All of this, he said, is part of Niscayah's plan to emphasize service revenue over installation, or “implementation,” revenue. He said the company categorizes its business in three areas. Implementation, which includes designing a system, understanding a customer's risk, project management, and the actual contracting work, is just one of those. The other two, systems management, “which was traditionally called service,” and systems operation, “what's called central station monitoring in the intrusion world,” are the other two.

He said the second two are where Niscayah will put their focus going forward. “What we need to do is stay close to the customer,” Guay said, “because they need someone with them for the next five to 10 years to get leverage out of the system, not only to take care of it, through proactive and reactive service strategies, but they need somebody to help them understand the whole flow of the system.”

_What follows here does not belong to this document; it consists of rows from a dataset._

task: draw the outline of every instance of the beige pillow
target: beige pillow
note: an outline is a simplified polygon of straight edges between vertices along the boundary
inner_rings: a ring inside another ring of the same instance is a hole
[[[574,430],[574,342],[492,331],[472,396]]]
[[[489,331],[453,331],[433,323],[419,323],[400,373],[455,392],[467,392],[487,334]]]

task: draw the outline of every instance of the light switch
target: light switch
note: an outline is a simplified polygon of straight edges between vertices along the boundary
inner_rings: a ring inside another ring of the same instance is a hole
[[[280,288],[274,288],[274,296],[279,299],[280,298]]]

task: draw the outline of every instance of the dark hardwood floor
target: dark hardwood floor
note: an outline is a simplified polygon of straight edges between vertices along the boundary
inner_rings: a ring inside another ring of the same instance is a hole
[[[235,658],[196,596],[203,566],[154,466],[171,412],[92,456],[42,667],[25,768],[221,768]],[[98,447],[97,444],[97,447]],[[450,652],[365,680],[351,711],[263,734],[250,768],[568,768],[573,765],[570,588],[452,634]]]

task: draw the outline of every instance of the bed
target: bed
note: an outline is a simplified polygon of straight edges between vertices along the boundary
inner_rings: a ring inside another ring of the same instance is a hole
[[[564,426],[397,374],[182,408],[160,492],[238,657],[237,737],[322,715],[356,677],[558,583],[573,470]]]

“This is where the integrator market hasn't done as good of a job,” he continued. “They've just been focused on new things, instead of living with the customer. The manufacturers are really driving a lot of that. They need to sell product. They're creating end user demand. We as an industry need to rationalize the existing legacy system and help end users get more out of that.”

He said Niscayah would take new installations as they come, and would still be active in that market, but would also look to create relationships with customers who already have working systems but need a security company to help them maximize those systems' benefits. Along the way, it will help Niscayah discover new revenue streams, he said: “When you're in the implementation business, you're going after capital expenditures. When you're going through systems operations and services, you're going after operating dollars. When you have people focused on projects, they don't see those operating dollars being spent and they'll go somewhere else.”

Currently, Niscayah's North American operations do about 25 percent of its revenues in service. Guay would like that to be closer to 40 percent. “We've changed the way people are compensated,” he noted, to emphasize service sales, and the company pays close attention to metrics like attachment rate: How many customers have a service plan?

Niscayah's acquisition plan for 2009 will emphasize these service contracts, Guay said. “We want to put our investments into the core strategy, the systems management and systems operation,” he said.

“Implementation comes and goes. If you focus on that, you'll just be selling boxes, and that's not the right attitude.”